Agression transphobe à Paris: Six mois ferme pour le prévenu, une «avancée historique» selon l’avocat de la victime

Julia Boyer a témoigné le 22 mai au tribunal correctionnel de Paris. — SIPA

  • Julia Boyer, femme transgenre, a été prise à partie le 31 mars dernier place de la République, à Paris, lors d’un rassemblement contre l’ancien président algérien Abdelaziz Bouteflika.
  • La vidéo de son agression, filmée par un témoin et dans laquelle on l’a voit recevoir plusieurs coups de poing au visage, a été largement partagée sur les réseaux sociaux.
  • Le prévenu, Seddik A., 23 ans, a été condamné à dix mois de prison, dont six mois ferme, et à 3.500 euros d’amende en faveur de la victime.

Le président du tribunal lui-même, M. Pierre-Yves Calais, a dû s’y reprendre à plusieurs fois. « Madame, pardon Monsieur, euh non Madame… », a-t-il dit en s’adressant à Julia Boyer, au tribunal correctionnel de Paris, ce mercredi Si ce procès pour des actes de violence à l’encontre d’une personne transgenre est une « première » et illustre une « avancée historique » sur le sujet, selon l’avocat des parties civiles, les hésitations du président du tribunal reflètent le chemin qu’il reste encore à parcourir.

L’énoncé de l’accusation a dû également être révisé, à la demande de la procureure de la République. Seddik A., jeune homme de 23 ans, comparaissait en effet au départ pour « violences commises en raison de l’orientation sexuelle de la personne. » Un motif requalifié par « en raison de l’identité de genre de la personne ».

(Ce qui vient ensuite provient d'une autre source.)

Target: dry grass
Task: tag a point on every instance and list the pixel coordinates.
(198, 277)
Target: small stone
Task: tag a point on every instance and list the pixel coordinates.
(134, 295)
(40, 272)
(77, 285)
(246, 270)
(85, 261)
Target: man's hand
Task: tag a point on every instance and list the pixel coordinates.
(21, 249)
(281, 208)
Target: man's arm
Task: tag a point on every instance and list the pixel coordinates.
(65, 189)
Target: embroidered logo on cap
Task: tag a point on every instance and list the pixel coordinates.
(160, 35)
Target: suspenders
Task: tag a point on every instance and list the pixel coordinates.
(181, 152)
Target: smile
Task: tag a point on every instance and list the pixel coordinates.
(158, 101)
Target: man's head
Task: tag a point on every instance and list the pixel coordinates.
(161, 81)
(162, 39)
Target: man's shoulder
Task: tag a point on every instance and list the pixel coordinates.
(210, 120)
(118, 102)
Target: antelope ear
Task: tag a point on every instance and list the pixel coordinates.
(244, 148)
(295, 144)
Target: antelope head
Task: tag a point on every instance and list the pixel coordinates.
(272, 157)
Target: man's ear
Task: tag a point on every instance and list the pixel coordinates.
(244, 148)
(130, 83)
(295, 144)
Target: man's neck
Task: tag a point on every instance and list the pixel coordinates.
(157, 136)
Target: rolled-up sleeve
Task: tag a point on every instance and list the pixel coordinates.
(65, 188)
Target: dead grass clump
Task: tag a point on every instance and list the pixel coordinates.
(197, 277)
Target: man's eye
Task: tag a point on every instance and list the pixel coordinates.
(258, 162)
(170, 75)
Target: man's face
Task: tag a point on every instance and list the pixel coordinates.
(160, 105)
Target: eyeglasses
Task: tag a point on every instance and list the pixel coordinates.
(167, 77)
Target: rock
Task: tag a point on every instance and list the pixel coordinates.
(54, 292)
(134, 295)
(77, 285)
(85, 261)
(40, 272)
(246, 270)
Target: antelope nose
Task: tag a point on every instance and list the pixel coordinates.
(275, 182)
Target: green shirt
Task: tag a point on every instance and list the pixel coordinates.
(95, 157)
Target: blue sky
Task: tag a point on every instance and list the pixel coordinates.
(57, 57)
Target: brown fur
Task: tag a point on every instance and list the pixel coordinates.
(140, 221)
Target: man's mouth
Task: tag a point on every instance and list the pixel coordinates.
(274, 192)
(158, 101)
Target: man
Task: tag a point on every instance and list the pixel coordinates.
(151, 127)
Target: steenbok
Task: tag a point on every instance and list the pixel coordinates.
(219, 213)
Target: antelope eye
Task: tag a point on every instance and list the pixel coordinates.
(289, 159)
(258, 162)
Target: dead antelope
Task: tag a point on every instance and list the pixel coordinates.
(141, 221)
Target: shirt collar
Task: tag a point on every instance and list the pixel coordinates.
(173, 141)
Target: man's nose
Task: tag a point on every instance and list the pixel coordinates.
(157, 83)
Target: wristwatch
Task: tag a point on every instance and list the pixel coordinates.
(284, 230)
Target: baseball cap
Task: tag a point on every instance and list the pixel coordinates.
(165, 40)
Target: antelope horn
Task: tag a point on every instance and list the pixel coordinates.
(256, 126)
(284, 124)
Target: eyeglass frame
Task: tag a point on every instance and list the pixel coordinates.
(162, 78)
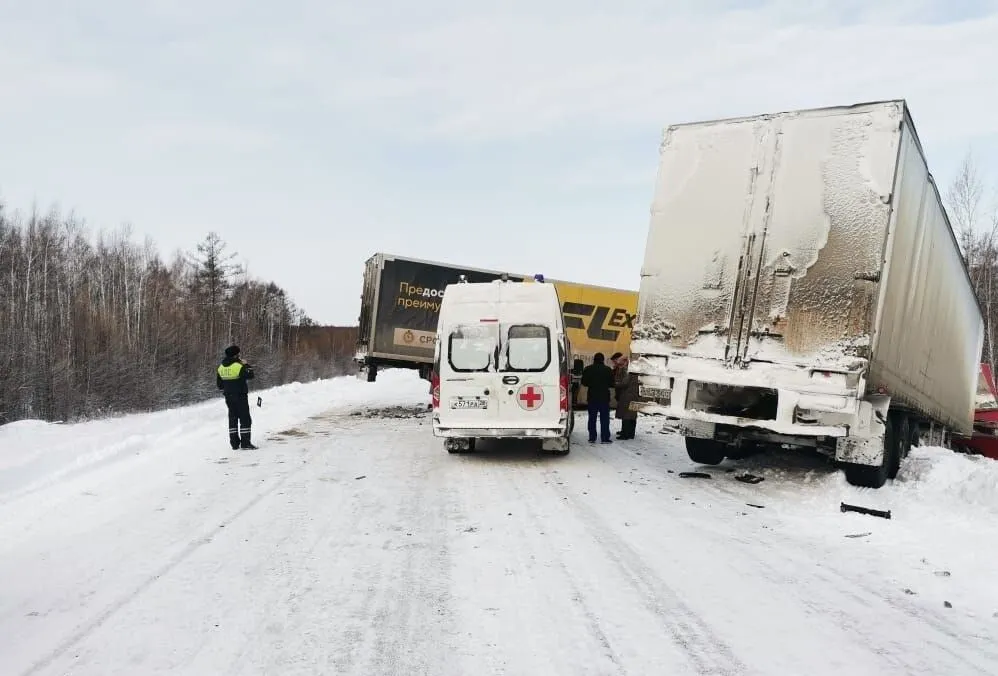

Plusieurs coups de poing au visage

L’agression, survenue fin mars, et qui avait été filmée par un témoin, avait été largement partagée sur les réseaux sociaux, montrant au grand public les violences dont sont victimes les personnes transgenres. D’autres images de la scène, plus nettes et filmées par une caméra de surveillance, sont diffusées pendant l’audience. Après avoir préféré, dans un premier temps, se détourner de l’écran, Julia Boyer regarde la vidéo fixement, le visage fermé.

Sur les images apparaît une jeune femme sortant d’une bouche de métro, place de la République, à Paris, alors que se déroule une manifestation contre l’ancien président algérien Abdelaziz Bouteflika. Elle est rapidement interpellée par un groupe d’hommes. S’ensuivent des jets de bière et, selon la victime, des insultes, non audibles sur la vidéo. « C’est ce qui s’appelle un milieu hostile », commente, laconique, Pierre-Yves Calais.

La jeune femme est ensuite prise à partie par un homme qui lui « ébouriffe les cheveux », comme elle l’explique à la barre. « Je vais vers lui pour lui dire qu’il ne me fait pas peur », poursuit-elle d’un ton assuré. Elle reçoit alors plusieurs coups de poing au visage, avant d’être exfiltrée par des agents de la RATP. Dans la salle du tribunal, face aux images, un murmure de surprise et de désapprobation se fait entendre.

Le procès de « toutes les personnes transgenres »

A la barre, le prévenu, assisté d’un interprète, s’exprime d’une voix faible, l’air souvent ébahi. Sans-papiers, il reconnaît avoir frappé Julia Boyer, mais nie les insultes et le caractère transphobe de ses actes. « Je présente mes excuses, je n’étais pas conscient », lâche-t-il, évoquant la prise de médicaments contre l’anxiété. « Vous ne pouvez pas présenter vos excuses, si vous dites que vous n’avez rien fait », s’agace le président du tribunal.

Du côté de la défense, on parle d’un « procès symbolique ». « Ces violences sont le quotidien des personnes transgenres. Ce procès n’est pas seulement celui de Julia, c’est celui de toutes les personnes transgenres », clame Me Etienne Deshoulières, son avocat.

Le prévenu a été reconnu coupable et condamné à dix mois de prison, dont six mois ferme, et à 3.500 euros d’amende pour préjudice morale à l’encontre de Julia Boyer. S’y ajoutent 1.500 euros d’amende en faveur de chacune des trois associations de défense des LGBT phobies, SOS Homophobie, Stop Homophobie et Mousse, qui s’étaient constituées parties civiles. « La justice française a envoyé un message important, c’est une avancée historique dans la reconnaissance de ces discriminations », s’est finalement félicité Me Deshoulières à la sortie du tribunal.